Should You Consider Hiring a Virtual Assistant?

I know what it’s like. You have more to do than you can get done. You’re pulled in a thousand different directions. You can’t ever seem to catch up. And the paperwork is killing you.

Administrative Assistant with a Beautiful Smile - Photo courtesy of ©iStockphoto.com/, Image #6926487

Photo courtesy of ©iStockphoto.com/esolla

As the CEO of Thomas Nelson, I had a great assistant. She managed my calendar, fielded appointment requests, booked my travel, took meeting notes, and a thousand and one other things.

This allowed me to focus on what I did best: vision-casting, communication, networking, strategy, etc. We made a great team. It was the perfect division of labor.

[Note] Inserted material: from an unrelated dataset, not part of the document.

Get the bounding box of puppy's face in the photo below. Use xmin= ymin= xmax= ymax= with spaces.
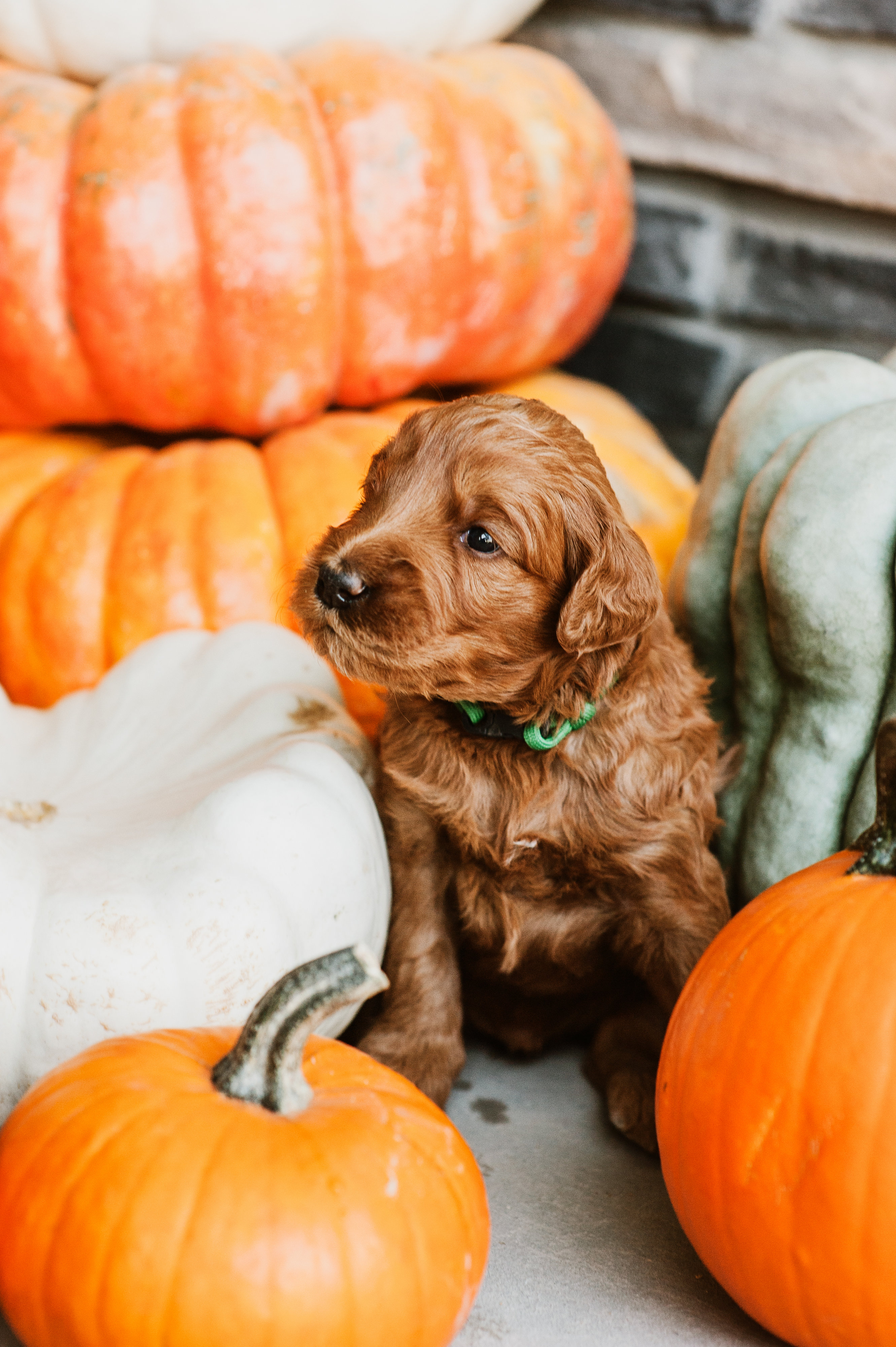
xmin=293 ymin=395 xmax=659 ymax=704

But when I left the CEO role, I moved my office home and was without an assistant for the first time in over fifteen years. Man, was it a rude awakening. Suddenly, I found myself buried in administrative detail.

Just booking travel for one trip would take me a couple of hours. Fielding appointment requests drained me. I found myself spending less and less time on what I had hoped to achieve by stepping out of corporate management.

Long story short, I hired a virtual executive assistant two months ago. My stress level dropped almost immediately. Today, I am more productive than ever, because I once again have an assistant who is handling my administrative details.

Could this work for you? I suggest that you consider hiring a virtual assistant if:

  1. You want to get out from under the administrative pile.
  2. You want to focus more of your time on what you do best.
  3. You want to be more productive.
  4. You want more margin in your life.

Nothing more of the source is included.